小田原の時も関ヶ原の時も、家康は平和な天下を目指して戦っていた筈だ。いつから家康は可笑しくなった。私が三成くんを好きだと言った時か、いや、私が閉じ込められている時から家康は可笑しくなっていた。考えれば考えるほどわからなくなる。ただ分かったことは「嬉しいか?」と尋ねる家康に頷かなければいけないことだった。
家康に強く抱き締められる。痛いと胸を弱く押すと、少し身体を離してから顔を近付けてきた。喜色を浮かべる家康の目は濁っていた。きっと、私の目も濁っているのだろう。何も考えたくなくなって目を閉じた。

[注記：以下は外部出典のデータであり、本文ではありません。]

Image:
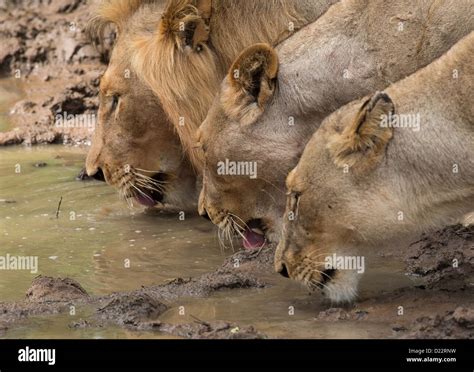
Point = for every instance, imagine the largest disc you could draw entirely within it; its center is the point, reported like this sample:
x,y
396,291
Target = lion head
x,y
185,56
134,145
380,170
321,205
238,189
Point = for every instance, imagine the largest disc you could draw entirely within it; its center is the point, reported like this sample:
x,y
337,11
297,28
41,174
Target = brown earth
x,y
46,50
443,308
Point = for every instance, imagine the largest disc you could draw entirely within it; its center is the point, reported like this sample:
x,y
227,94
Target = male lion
x,y
267,111
185,57
134,144
365,179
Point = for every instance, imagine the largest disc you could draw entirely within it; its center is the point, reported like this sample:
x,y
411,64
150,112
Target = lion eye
x,y
293,200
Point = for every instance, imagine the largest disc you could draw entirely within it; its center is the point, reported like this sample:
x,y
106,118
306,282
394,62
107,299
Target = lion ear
x,y
250,83
188,22
363,142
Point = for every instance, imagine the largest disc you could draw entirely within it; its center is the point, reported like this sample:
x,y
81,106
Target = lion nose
x,y
283,271
98,175
204,214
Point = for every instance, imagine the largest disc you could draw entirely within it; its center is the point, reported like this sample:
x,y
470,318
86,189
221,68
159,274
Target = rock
x,y
44,288
445,259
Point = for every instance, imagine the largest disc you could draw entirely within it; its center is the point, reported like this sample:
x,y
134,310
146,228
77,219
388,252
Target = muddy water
x,y
96,235
11,91
97,239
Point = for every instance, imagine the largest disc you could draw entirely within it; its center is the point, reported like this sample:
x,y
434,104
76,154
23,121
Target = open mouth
x,y
326,277
254,235
151,195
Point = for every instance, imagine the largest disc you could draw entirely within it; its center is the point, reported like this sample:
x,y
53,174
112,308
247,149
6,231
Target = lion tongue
x,y
253,240
145,200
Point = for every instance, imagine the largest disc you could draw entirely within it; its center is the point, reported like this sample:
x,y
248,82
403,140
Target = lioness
x,y
181,51
365,179
186,55
133,133
268,109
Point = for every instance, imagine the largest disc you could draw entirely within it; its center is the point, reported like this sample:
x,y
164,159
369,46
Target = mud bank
x,y
140,309
48,55
423,311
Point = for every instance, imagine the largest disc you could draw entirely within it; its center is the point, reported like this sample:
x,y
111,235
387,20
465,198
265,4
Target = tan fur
x,y
414,186
237,100
364,137
186,77
129,142
357,47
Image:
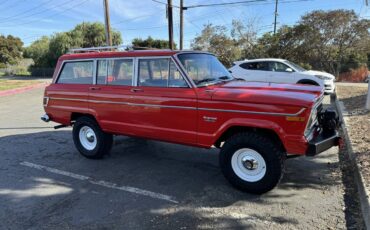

翌日婚儀が催された。白無垢に包まれ、髪も綺麗に整えてもらった。家康は終始笑顔で、お祝いしてくれる兵士達も笑顔だった。仮にも私は西軍で敵だった筈なのに。可笑しいのは家康だけでなく徳川全体であったんだな、と笑った。
「楽しいな、」と家康が笑った。私も笑った。「幸せだな、」と家康が笑った。私も笑った。家康が笑うと私も笑う。笑ったまま私を抱き締めてくる。
「わしはお前を愛している。」私は答えずに髪を整える際に失敬した簪を強く握りしめる。そしてそれをゆっくりと持ち上げる。きらりと光るそれに気付いた家臣が声をあげた。私は笑う。

「私は君が大嫌いだ。」

首に鋭い痛みが走る。声にならない声で私は言った。
「三成くん、大好き。」


さようならから始めよう



家康の驚愕に満ちた顔を最期に私の視界は真っ暗になった。